Я была очень активная пионерка, даже написала стихотворение «Пламенное сердце». Я так усердно собирала металлолом, тащила больше, чем могла. И макулатуру собирала. Была большая активистка. Обязательно ездила в пионерский лагерь. Там я участвовала в художественной самодеятельности, была конферансье, танцевала танец «Топотушки», «Татарочка», «Яблочко», читала восемь стихотворений и еще участвовала в общих номерах.  Я была главная артистка. Но комсомольское сознание не пронзало моё сердце. А пионеркой я была горячей.
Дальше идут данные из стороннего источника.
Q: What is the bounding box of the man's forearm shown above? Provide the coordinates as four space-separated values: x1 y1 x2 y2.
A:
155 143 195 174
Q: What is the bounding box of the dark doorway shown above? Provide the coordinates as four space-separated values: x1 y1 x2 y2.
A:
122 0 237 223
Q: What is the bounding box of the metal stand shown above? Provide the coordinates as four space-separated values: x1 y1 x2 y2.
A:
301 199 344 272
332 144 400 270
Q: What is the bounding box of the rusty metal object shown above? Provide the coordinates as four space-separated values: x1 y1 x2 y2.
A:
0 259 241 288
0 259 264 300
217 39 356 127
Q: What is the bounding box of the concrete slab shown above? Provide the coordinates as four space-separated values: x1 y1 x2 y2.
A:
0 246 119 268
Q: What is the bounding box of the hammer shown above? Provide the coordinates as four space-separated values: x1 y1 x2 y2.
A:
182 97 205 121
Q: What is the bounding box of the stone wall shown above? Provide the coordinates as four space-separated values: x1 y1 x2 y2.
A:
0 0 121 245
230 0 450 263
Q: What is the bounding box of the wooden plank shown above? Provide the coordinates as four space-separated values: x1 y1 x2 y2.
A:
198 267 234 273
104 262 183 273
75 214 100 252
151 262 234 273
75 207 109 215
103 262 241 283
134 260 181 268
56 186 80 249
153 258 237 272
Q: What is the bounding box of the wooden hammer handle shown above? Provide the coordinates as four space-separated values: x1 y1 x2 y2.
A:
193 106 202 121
         После школы мне дали плохую характеристику: обладает средними умственными способностями, занималась нерегулярно и с трудом окончила школу. Мама пошла к директору и он приписал: хороший товарищ и активный участник художественной самодеятельности. Поимев по окончании школы такую характеристику, я пошла работать машинисткой в литературный институт, затем - в редакцию журнала «Смена». Я не думала, что когда-нибудь сама буду писать, но печатала стихи другим. И видела настоящих поэтов. А потом пошла учиться в педагогический, потому что у нас во дворе жила женщина, которая работала в приемной комиссии и мама к ней сходила: «Помоги моей, она так плохо учится. Но надо, чтоб человек кем-то стал!» Она помогла мне: узнала, какая будет тема сочинения – «Мой Пушкин». Ну, я и написала сочинение. Я хорошо училась в институте, совершенно нормально. А потом я пошла работать в школу. Мне дали 5 класс, мы изучали сказку «Морозко». Я их научила, что отрицательный герой – мачеха, а положительный – собака. Пришла комиссия из РОНО и услышала, что весь 5 «А» класс лаял. Меня отлучили от преподавания, предложили работать старшей вожатой: выдавать горны и барабаны. Но мне не хотелось этого делать. Я плакала: я такая никчемная, кем я буду работать. Мама читала газету, и увидела объявление: набор на курсы японского языка. Мама покрутила у виска: «Ты чудная у нас, пойти, поучи». Я пошла и 30 лет проработала хорошей переводчицей японского языка.